EPSO: A Caching-Based Efficient Superoptimizer for BPF Bytecode
Qian Zhu, Yuxuan Liu, Ziyuan Zhu, Shangqing Liu, Lei Bu
TL;DR
This work addresses the challenge of optimizing eBPF bytecode under strict kernel verifier constraints. It introduces EPSO, a caching-based superoptimizer that performs offline enumerative synthesis to generate a large library of verifier-safe rewrite rules, which are then applied online via fast rule matching and def-use-aware recomposition. Key contributions include 795 rewrite rules, up to 68.87% program size reduction (avg 24.37%), and an average 6.60% improvement in runtime, with an 88.71% reduction in optimization overhead compared to synthesis-only baselines. The approach combines the strengths of synthesis-based and rule-based methods, achieving high optimization quality with minimal online cost, and demonstrates strong generality across diverse Linux kernel eBPF programs. This has practical impact for network throughput and latency in high-performance systems, enabling scalable, verifier-safe optimizations in real-world workloads.
Abstract
Extended Berkeley Packet Filter (eBPF) allows developers to extend Linux kernel functionality without modifying its source code. To ensure system safety, an in-kernel safety checker, the verifier, enforces strict safety constraints (for example, a limited program size) on eBPF programs loaded into the kernel.
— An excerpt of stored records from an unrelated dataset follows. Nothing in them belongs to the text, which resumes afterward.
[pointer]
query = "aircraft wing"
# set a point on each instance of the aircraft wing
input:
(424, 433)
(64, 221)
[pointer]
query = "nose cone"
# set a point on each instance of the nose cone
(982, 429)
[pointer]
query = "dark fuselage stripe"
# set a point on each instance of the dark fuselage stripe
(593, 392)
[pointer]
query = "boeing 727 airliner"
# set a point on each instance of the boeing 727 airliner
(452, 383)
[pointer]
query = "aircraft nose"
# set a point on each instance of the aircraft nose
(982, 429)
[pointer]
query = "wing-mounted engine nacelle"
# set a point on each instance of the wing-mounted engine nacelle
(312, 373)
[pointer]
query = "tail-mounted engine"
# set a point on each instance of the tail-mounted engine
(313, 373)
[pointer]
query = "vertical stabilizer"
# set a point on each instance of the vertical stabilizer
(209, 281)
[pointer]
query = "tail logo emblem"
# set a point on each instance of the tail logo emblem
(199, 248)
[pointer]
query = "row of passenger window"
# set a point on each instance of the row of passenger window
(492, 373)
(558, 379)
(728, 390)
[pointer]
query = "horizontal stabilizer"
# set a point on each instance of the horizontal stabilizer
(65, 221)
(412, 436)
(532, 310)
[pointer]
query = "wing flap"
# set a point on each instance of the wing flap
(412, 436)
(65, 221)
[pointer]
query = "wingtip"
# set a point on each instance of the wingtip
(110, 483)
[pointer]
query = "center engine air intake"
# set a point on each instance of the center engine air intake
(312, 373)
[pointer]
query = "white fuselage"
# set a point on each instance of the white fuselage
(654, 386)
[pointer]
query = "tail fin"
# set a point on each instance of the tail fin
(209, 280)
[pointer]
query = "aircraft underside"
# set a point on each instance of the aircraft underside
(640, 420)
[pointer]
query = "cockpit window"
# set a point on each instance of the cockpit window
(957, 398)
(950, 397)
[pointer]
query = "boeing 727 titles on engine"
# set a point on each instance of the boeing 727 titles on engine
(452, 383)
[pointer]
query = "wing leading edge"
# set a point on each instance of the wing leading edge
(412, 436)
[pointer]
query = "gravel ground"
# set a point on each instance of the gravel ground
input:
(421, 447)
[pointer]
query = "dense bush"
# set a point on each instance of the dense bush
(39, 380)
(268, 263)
These constraints, combined with eBPF's performance-critical use cases, make effective optimization essential. However, existing compilers (such as Clang) offer limited optimization support, and many semantics-preserving transformations are rejected by the verifier, which makes handcrafted optimization rule design both challenging and limited in effectiveness. Superoptimization overcomes the limitations of rule-based methods by automatically discovering optimal transformations, but its high computational cost limits scalability. To address this, we propose EPSO, a caching-based superoptimizer that discovers rewrite rules via offline superoptimization and reuses them to achieve high-quality optimizations with minimal runtime overhead. We evaluate EPSO on benchmarks from the Linux kernel and several eBPF-based projects, including Cilium, Katran, hXDP, Sysdig, Tetragon, and Tracee. EPSO discovers 795 rewrite rules and achieves up to 68.87 percent (average 24.37 percent) reduction in program size compared to Clang's output, outperforming the state-of-the-art BPF optimizer K2 on all benchmarks and Merlin on 92.68 percent of them. Additionally, EPSO reduces program runtime by an average of 6.60 percent, improving throughput and lowering latency in network applications.